Personal information
- Born: 1981/82 Kumasi, Ghana

Sport
- Sport: Athletics

Medal record
Wheelchair racing
Representing Ghana
All-Africa Games
| Silver medal – second place | 2007 Algiers | 1,500 m T54 |
| Bronze medal – third place | 2007 Algiers | 200 m T54 |
| Bronze medal – third place | 2011 Maputo | 1,500 m T54 |
Commonwealth Games
| Bronze medal – third place | 2010 Delhi | 1,500 m T54 |

= Anita Fordjour =

Ghanaian wheelchair racer

Anita Fordjour (born 1981/82) is a Ghanaian athlete, who has competed in wheelchair racing. She came third in the 1500 metres T54 event at the 2010 Commonwealth Games, and has won multiple medals at the All-Africa Games.

==Personal life==
Fordjour is from Kumasi, Ghana. She has two children. At the age of six, Fordjour contracted polio, and lost movement in her legs.

==Career==
At the age of 20, Fordjour took up wheelchair basketball, before switching to wheelchair racing. In 2003, Fordjour won the 800 metres event at the Ghana-Nigeria Friendly Games for the Physically Challenged in Kumasi. She finished second in the 200 metres and 1500 metres events. At the 2007 All-Africa Games in Algiers, Algeria, Fordjour came second in the 1,500 metres race, and third in the 200 metres race. In 2008, Fordjour won the 400 metres race at the Athletics competition for the Physically Challenged at the Baba Yara Stadium in Kumasi.

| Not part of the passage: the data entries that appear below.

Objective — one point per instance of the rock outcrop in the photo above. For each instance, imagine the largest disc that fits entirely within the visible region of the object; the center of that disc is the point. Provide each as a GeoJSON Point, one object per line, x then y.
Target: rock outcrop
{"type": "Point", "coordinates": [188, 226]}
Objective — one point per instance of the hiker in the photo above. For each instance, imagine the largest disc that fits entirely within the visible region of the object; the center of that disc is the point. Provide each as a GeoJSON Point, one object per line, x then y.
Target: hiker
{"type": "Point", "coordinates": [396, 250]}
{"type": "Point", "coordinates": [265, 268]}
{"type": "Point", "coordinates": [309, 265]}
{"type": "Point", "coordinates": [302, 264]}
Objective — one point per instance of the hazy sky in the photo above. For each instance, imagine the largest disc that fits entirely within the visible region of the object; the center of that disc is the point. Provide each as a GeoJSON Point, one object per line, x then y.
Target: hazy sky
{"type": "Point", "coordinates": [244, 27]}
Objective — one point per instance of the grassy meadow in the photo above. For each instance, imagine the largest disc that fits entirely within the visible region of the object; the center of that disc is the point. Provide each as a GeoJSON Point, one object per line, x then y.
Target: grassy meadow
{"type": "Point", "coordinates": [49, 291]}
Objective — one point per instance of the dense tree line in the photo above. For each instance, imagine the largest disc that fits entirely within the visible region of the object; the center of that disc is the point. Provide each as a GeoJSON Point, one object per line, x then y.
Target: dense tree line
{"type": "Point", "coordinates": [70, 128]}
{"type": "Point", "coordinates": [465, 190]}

Fordjour competed at the 2010 Commonwealth Games, where she finished third in the 1500 metres T54 event, in a time of 4:18.83. Fordjour won a bronze medal in the 1,500 metres event at the 2011 All-Africa Games. Fordjour competed at the 2012 Summer Paralympics in the 100 metres T53 and 200 metres T53 events. She was one of four Ghanaians at the Games, the most athletes Ghana had ever sent to a Paralympic Games at the time. Fordjour finished seventh in both the 100 metres T53 and 200 metres T53 events. At the 2014 Commonwealth Games, Fordjour finished eighth in the 1500 metres T54 event, in a personal best time of 4:11.29.

==Awards==
In 2010, Fordjour was named Ghana Female Athlete of the Year by the Sport Writers Association of Ghana.